# Companion To Champions II



## Black Steel Feathers (Aug 17, 2011)

_The thick plottens! The paragraphs get longer! Lucius makes a cameo! Little Horus does nothing at all! In this episode, Jhary meets someone who shares his dress sense, and the story's place in established canon gets even more unclear; also, Horus' lays down the law as to family. (Dunno if he would actually do that, but I couldn't help myself!)_

“Yes indeed, Chaos is very strong on this plane.”

There was silence after the extraordinary pronouncement, every Astartes in the room looking at Jhary A Conel and trying to work out what exactly he meant; it was obvious from his tone that he didn’t mean chaos as in disorder, but said the word as if it deserved a capital letter. Chaos- something powerful yet totally unknown to them…

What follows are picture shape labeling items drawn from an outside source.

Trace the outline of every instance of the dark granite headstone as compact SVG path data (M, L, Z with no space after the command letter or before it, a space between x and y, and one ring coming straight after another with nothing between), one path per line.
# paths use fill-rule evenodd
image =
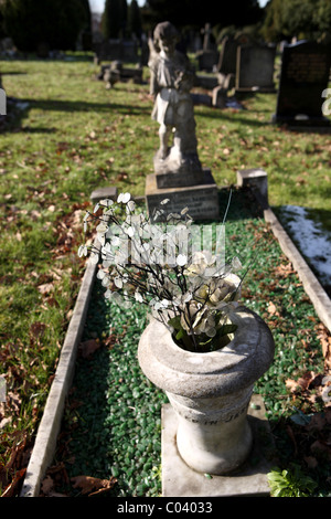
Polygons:
M328 87L331 47L299 42L284 47L274 123L325 126L322 92Z
M276 47L248 45L237 49L236 91L274 92Z

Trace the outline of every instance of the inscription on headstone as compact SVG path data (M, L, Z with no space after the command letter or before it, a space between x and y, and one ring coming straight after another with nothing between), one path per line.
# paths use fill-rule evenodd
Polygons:
M299 42L284 47L275 123L329 125L322 114L328 87L331 47Z

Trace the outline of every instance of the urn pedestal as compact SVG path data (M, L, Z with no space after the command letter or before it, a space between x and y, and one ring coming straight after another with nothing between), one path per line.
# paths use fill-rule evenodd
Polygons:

“Chaos?” asked the Warmaster, frowning deeply- Jhary had been looking a little too intently at him as he’d been speaking for his comfort. “What is Chaos? And what is Law, come to think of it? I take it you don’t mean common law, as in the laws of a planet.”

The Companion to Champions nodded. “Chaos is one of the two elemental forces of the multiverse, along with Law. It is the essence of change and transformation, uncontrolled energy, the driving force behind everything new- without Chaos, the whole of existence would be but a void. It is in direct opposition to Law, the force that keeps everything the same. Tranquillity, if you will…” he said, gesturing with a hand to underline his point. “Now, ideally the two forces would keep themselves in balance and the multiverse would continue on happily. But Chaos has a habit of wanting more, even if it knows full well that for one fraction to gain full control would ultimately end the destruction of everything. ‘Both ultimate law and ultimate chaos lead to stagnation’, as the saying goes… There is a third force, though, that of the Balance. It is the Balance which creates the Eternal Champion in every plane, not that he or she is necessarily aware of it or even their role in existence.”

“So the Eternal Champion’s job is to fight for whatever fraction is weaker in his… plane, you say, and in this… plane, Chaos is the stronger fraction?”

“Exactly. Well put, Captain...?”

“Captain Torgaddon.”

Jhary smiled proudly at the Luna Wolf, seemingly oblivious to Abbaddon’s continued suspicious looks; the Astartes hadn’t stopped glaring at the traveller since he had first spoken. By this time, however, the Warmaster and his Mournival had given in to their instincts to trust the strange man who’d so recently burst into their existence. 

“Am I correct in thinking, A Conel, that it would be best for us to try to identify your Eternal Champion as soon as possible, then allow you to aid him as you claim is your duty?” asked the Warmaster, recalling what Jhary had said about this Champion and thinking of all the people that could fit into that description. “From what you have told us- the fighting on behalf of Law, not to mention the very name of the Eternal Champion- I would suggest that the most likely candidate is my father, the Emperor of Mankind. He is quite literally eternal and the most powerful human being in existence. It was he who united Terra many centuries ago, created the Imperium of Man, and leads the Crusade to re-unite humanity under a single banner once more. If he isn’t your Champion, then I don’t know who is.”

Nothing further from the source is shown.